Have art (and happy camper), will travelBy JULIA ANN WEEKES
NH Weekend Editor December 20. 2012 2:45PM
The artist was vacationing in Maine this past summer when she happened upon a 1966 DeCamp travel trailer for sale. Driven by a bit of creative inspiration, she launched a fundraising campaign, then purchased and renovated the vehicle. Today, The Happy Camper Mobile Art Gallery is not only a retro work of art in and of itself but an exhibition space for Wentzell's landscapes and detail images of birds, flowers and fruit.
"The response to the Happy Camper has been overwhelmingly positive," Wentzell said. "People think it is so much fun, and happy and approachable. I'm starting to be known by it. 'Oh, you're the happy camper artist!' - I get that all the time now."
Wentzell said the concept of a mobile art gallery grew from the trend of gourmet food trucks and other mobile businesses.
"I'm always on the lookout for new and creative ways to get my art out into the world ...," she said.
Wentzell, who said she studied at the Nova Scotia College of Art and Design and in France with Parsons School of Design and received her bachelor of fine arts degree at the Massachusetts College of Art, was intrigued by the sight of the robin's egg-blue camper and set about raising funds for its purchase and renovation.
"Kickstarter is an online crowd-sourcing funding platform for creative projects," she said. "It's open to anyone with an idea. I created a page on Kickstarter outlining my project with photos and a video and offered rewards at different pledge levels. Kickstarter has an all-or-nothing funding policy, meaning you only get paid if you make your financial goal - and supporters only get charged once the goal has been met. I offered cards and paintings as rewards and used the funding to help cover some of the costs of purchasing the camper and its renovations."
Her page on Kickstarter lists $2,655 pledged as of Sept. 12, the date recorded for reaching the fundraising goal.
"When I first saw the camper for sale ... and was kicking around the idea for a mobile gallery, I posted a photo of it on my Facebook page with a description of my idea and invited feedback. The response was huge. Folks were so excited about it, and that was when it was just an idea. Now that is it finished the response has grown exponentially," Wentzell said.
Enlisting her husband in the renovation process, the couple removed closets and appliances, retaining the camper's birch paneling to create gallery walls illuminated by 1960s light fixtures.
"We put a lot of energy and elbow grease into the project, doing all the construction and remodeling and sewing ourselves," Wentzell said. "The Kickstarter campaign covered about one half of the total expense of purchase and renovations."

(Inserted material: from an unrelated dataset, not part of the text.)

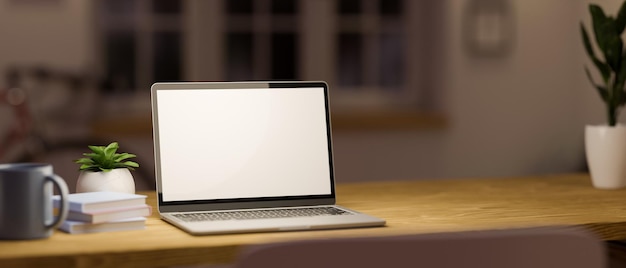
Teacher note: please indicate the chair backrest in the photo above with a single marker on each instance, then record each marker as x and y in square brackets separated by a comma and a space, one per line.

In addition to exhibiting her work throughout New England at art fairs, street festivals, retirement homes and gallery walks, she has been showing "100 Paintings for the Holidays for $100 or Less" inside the trailer at her home studio at 7 Ashuelot St., Keene.
"I've created an art gallery that is fun and approachable," she said. "When I pull up to events with my little trailer it makes people smile ... and they can't help but come inside to view my paintings."